CHAPITRE 1/PARTIE 2: Descente au quartier
C’était le moment. Je retirai mes écouteurs, et jetai mon mp3 sur le vieux canapé grisâtre. J’enfilai mon pull, et mis la capuche ; Je tâtai l’étui de mon couteau, dissimulé sous mon jogging troué. Avant de partir, je me regardai une dernière fois dans la glace de l’entrée très étroite. Les énormes marques bleues sous mes yeux trahissaient ma fatigue. Je passai une main sur ma peau, et je sentis les reliefs, provoqués par mon acné. Je distinguai avec dégoût mon petit duvet blond. Les rasoirs coûtaient si cher… J’avais mis un pull rouge. Le sang de ces bat**ds se verrait moins. Ca peut paraître bête, mais ça fait gagner une lessive. Je sautai dans mes vieilles baskets usées, suivit par Marco, qui sifflotait l’air du nouveau Booba.
Je sais vraiment pas comment il fait pour être si détendu Marco. Lundi soir, son petit frère s’est fais abattre. Une balle de chevrotine dans le crâne. Il jouait à la gamecube. Son sang a retapissé les murs du salon, pourtant, Marco n’a pas pleuré. Jamais il n’a pleuré.

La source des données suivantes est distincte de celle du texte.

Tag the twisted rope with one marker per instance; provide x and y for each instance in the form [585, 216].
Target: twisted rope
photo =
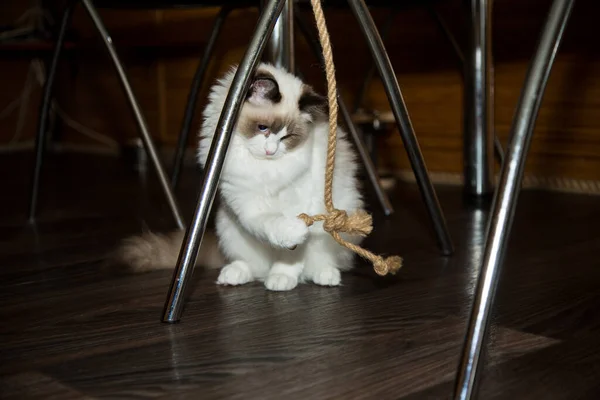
[337, 221]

Nous descendîmes dans le hall. Marco frottait sa batte sur les murs dégarnis de l’immeuble. Kev, Kebab et quelques autres gars du quartier attendaient déjà l’assaut. Bouliche, le colosse, dissimulait son stress dans ce sandwich qu’il avait sans doute trouvé dans une poubelle. Je riais. Malgré la boucherie qui nous attendais, j’arrivais à sourire. Jo, le chef du quartier, un blakos, coiffé de sa casquette verte, monta sur la première marche de l’escalier, puis éleva la voix
« - Ce soir les gars, on rigole plus. commença-t-il. Lundi soir, ils en on tué 7 des notre !! Nordin a réussi a nous dégoter un fusil à pompe. Cette fois, le premier facho qui sort un gun, on lui explose son crâne d’œuf. C’est NOTRE cité, on doit la défendre. C’est pas parce les skin ont prit le pouvoir de la France, qu’ils doivent le garder !! !!! »
Il leva sa hache en l’air, et tous les gars du quartier poussèrent un même cri, afin de s’encourager mutuellement.